The first time we ate at Dim Sum & Duck it was a Wednesday evening. The sun was setting tangerine and lilac down King’s Cross Road, James Turrell-ing all three empty tables outside the Cantonese restaurant. Outside dining was the only option in May 2021 and so too was BYOB from across the road. We ordered some dim sum. Rich and delicate xiaolongbao, slippery cheung fun, artful prawn and chive dumplings. It wasn’t just good. It was fantastic. We devoured it, we went across the road to the offy for more drinks, and then we ordered more.
The last time we ate at Dim Sum & Duck it was a Tuesday night, there was a hungry queue of people snaking down the pavement and a mildly flustered Liverpudlian desperately trying to book one of their ten or so tables inside for a week in advance because “their phone always rings out”. This, reader, is the hype machine. And it’s part and parcel of recommending restaurants.
Incidentally, that night, the crispy chilli beef was a lurid-tasting masterclass. The wontons in soup were pretty good too. Enormous chunks of prawn the size of a baby’s fist bobbing about in a salty pork broth. The problem is that there’s a school of thought that once a restaurant, even one as modest and consistent as Dim Sum & Duck, has reached this echelon of hype, that praise is somehow less worthwhile. That now your mum, her neighbour and the fella at the barbers knows about their glistening £9 mountains of soft and savoury beef ho fun, that a restaurant’s quota for appreciation has been filled. Get in the way of an angry Scouser’s dinner at your peril.

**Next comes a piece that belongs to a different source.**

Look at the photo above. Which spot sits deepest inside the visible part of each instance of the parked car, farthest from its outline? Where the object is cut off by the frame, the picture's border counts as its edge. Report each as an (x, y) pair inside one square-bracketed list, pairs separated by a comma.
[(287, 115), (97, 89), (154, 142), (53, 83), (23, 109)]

This appreciation quota is a bit of a teenage hangover that everyone, once in a while, suffers from. It’s an NME-era hangup about the coolest band and the best (see, rarest) unreleased, barely-listenable demo track found on Carl Barât’s early noughties MiniDisk player. That because the masses know about a poky little 20-odd seater Cantonese restaurant in King’s Cross, the one serving impeccable handmade dim sum, eye-wateringly pungent garlic-fried morning glory, and roasted duck that’s sometimes as moist and melt-in-your-mouth as any bird you’ve eaten (and other times not nearly that level), that it’s probably not worth going on about anymore. Oh, you know the one? You’re better off going midweek in the daytime? Yeah, we’ve heard that as well.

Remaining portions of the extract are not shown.